From a lower bound on sqrt_two_add_series 0 n = 2 cos (π / 2 ^ (n+1)) of the form 2 - ((a - 1 / 4 ^ n) / 2 ^ (n + 1)) ^ 2 ≤ sqrt_two_add_series 0 n, one can deduce the upper bound π < a thanks to basic trigonometric formulas as expressed in pi_lt_sqrt_two_add_series.

This theorem establishes Leibniz's series for π: The alternating sum of the reciprocals of the odd numbers is π/4. Note that this is a conditionally rather than absolutely convergent series. The main tool that this proof uses is the Mean Value Theorem (specifically avoiding the Fundamental Theorem of Calculus).

Intuitively, the theorem holds because Leibniz's series is the Taylor series of arctan x centered about 0 and evaluated at the value x = 1. Therefore, much of this proof consists of reasoning about a function f := arctan x - ∑ i in finset.range k, (-(1:ℝ))^i * x^(2*i+1) / (2*i+1), the difference between arctan and the k-th partial sum of its Taylor series. Some ingenuity is required due to the fact that the Taylor series is not absolutely convergent at x = 1.

This proof requires a bound on f 1, the key idea being that f 1 can be split as the sum of f 1 - f u and f u, where u is a sequence of values in [0,1], carefully chosen such that each of these two terms can be controlled (in different ways).

We begin the proof by (1) introducing that sequence u and then proving that another sequence constructed from u tends to 0 at +∞. After (2) converting the limit in our goal to an inequality, we (3) introduce the auxiliary function f defined above.
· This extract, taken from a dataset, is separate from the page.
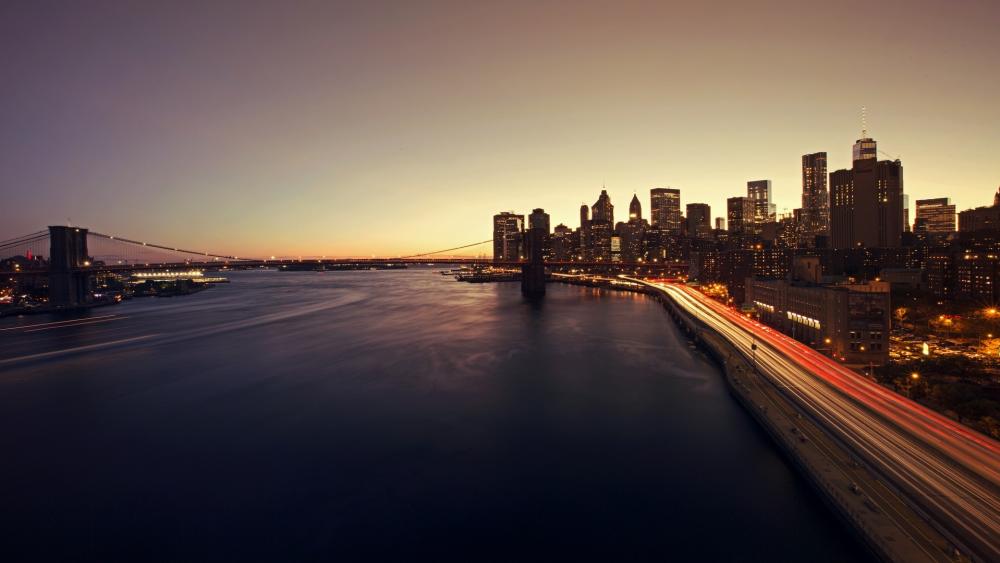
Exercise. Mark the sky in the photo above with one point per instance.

Next, we (4) compute the derivative of f, denoted by f', first generally and then on each of two subintervals of [0,1]. We then (5) prove a bound for f', again both generally as well as on each of the two subintervals. Finally, we (6) apply the Mean Value Theorem twice, obtaining bounds on f 1 - f u and f u - f 0 from the bounds on f' (note that f 0 = 0).

This theorem establishes the Wallis Product for π. Our proof is largely about analyzing the behavior of the ratio of the integral of sin x ^ n as n → ∞. See: https://en.wikipedia.org/wiki/Wallis_product

The proof can be broken down into two pieces. (Pieces involving general properties of the integral of sin x ^n can be found in analysis.special_functions.integrals.) First, we use integration by parts to obtain a recursive formula for ∫ x in 0..π, sin x ^ (n + 2) in terms of ∫ x in 0..π, sin x ^ n. From this we can obtain closed form products of ∫ x in 0..π, sin x ^ (2 * n) and ∫ x in 0..π, sin x ^ (2 * n + 1) via induction. Next, we study the behavior of the ratio ∫ (x : ℝ) in 0..π, sin x ^ (2 * k + 1)) / ∫ (x : ℝ) in 0..π, sin x ^ (2 * k) and prove that it converges to one using the squeeze theorem. The final product for π is obtained after some algebraic manipulation.